Andreas Klopsch

**Name of the Vulnerable Software and Affected Versions** Windows (affected versions not specified) **Description** The issue is related to a Proxy Driver Spoofing Vulnerability, which is associated with errors in access restriction. Exploitation of this issue may allow an attacker to execute arbitrary code by substituting the proxy server driver. The vulnerability is linked to the substitution of a proxy server driver signed with a valid Microsoft Hardware Publisher certificate. There have been reports of active exploitation of this vulnerability. A malicious file, disguised as "Catalog Authentication Client Service" by "Catalog Thales", was distributed, attempting to impersonate Thales Group. This file was previously bundled with marketing software called LaiXi Android Screen Mirroring. Microsoft has added the malicious file to the certificate revocation list. **Recommendations** At the moment, there is no information about a newer version that contains a fix for this vulnerability.

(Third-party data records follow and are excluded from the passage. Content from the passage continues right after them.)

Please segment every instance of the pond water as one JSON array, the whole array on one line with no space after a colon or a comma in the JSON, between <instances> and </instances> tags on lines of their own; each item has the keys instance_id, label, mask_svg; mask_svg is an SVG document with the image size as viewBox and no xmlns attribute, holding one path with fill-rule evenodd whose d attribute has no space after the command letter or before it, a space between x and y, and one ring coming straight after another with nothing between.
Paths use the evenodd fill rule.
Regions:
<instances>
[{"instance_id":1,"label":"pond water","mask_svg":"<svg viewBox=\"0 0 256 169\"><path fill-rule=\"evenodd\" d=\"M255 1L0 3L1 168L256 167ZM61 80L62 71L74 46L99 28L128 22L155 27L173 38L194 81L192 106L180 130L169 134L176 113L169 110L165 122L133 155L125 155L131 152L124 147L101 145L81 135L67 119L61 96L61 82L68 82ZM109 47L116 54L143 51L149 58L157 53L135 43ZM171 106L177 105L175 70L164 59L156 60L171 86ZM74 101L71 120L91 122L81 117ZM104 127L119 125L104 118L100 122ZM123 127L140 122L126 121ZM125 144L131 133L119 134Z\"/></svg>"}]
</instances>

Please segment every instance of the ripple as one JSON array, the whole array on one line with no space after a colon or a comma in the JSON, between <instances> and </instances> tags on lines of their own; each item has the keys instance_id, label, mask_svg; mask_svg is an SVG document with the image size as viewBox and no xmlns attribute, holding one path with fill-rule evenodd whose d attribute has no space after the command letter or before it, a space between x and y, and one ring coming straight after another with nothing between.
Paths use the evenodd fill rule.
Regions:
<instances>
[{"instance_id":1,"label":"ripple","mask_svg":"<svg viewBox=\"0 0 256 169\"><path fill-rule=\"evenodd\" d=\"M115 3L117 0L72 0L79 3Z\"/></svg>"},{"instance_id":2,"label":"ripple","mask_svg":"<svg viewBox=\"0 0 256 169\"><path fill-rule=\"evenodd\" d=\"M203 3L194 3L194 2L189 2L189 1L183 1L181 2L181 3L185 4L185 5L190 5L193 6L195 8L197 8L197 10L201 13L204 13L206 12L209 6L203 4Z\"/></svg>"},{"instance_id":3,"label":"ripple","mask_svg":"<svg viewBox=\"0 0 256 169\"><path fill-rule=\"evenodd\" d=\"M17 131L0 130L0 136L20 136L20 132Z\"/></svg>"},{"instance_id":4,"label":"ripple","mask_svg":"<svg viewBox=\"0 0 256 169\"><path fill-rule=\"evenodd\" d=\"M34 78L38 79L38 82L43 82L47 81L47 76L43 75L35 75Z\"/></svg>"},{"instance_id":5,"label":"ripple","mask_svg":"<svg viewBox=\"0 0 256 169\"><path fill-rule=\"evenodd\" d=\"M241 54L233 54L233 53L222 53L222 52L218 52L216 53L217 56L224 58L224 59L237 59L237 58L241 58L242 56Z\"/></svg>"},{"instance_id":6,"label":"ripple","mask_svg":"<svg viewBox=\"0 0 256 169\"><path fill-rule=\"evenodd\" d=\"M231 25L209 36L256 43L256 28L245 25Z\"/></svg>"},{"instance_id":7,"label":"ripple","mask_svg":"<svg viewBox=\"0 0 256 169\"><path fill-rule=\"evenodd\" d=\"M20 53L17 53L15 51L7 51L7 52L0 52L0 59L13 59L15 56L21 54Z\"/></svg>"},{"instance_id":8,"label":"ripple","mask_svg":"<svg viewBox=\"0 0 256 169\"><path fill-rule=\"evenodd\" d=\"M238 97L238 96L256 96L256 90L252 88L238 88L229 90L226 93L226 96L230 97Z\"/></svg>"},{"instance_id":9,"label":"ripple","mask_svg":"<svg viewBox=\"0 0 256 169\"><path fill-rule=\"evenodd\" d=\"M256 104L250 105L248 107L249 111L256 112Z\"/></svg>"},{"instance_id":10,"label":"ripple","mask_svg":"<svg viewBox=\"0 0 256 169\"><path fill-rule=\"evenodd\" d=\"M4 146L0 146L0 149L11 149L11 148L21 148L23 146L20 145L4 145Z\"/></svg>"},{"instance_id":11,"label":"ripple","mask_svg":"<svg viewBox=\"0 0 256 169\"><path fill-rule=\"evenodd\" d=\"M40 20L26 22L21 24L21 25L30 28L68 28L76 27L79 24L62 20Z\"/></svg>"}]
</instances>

**Name of the Vulnerable Software and Affected Versions** Radeon Software Crimson ReLive Edition (affected versions not specified) **Description** A potential issue was reported in Radeon Software Crimson ReLive Edition that may allow escalation of privilege. This software falls outside of the security support lifecycle, and the manufacturer does not plan to release any mitigations. **Recommendations** At the moment, there is no information about a newer version that contains a fix for this issue.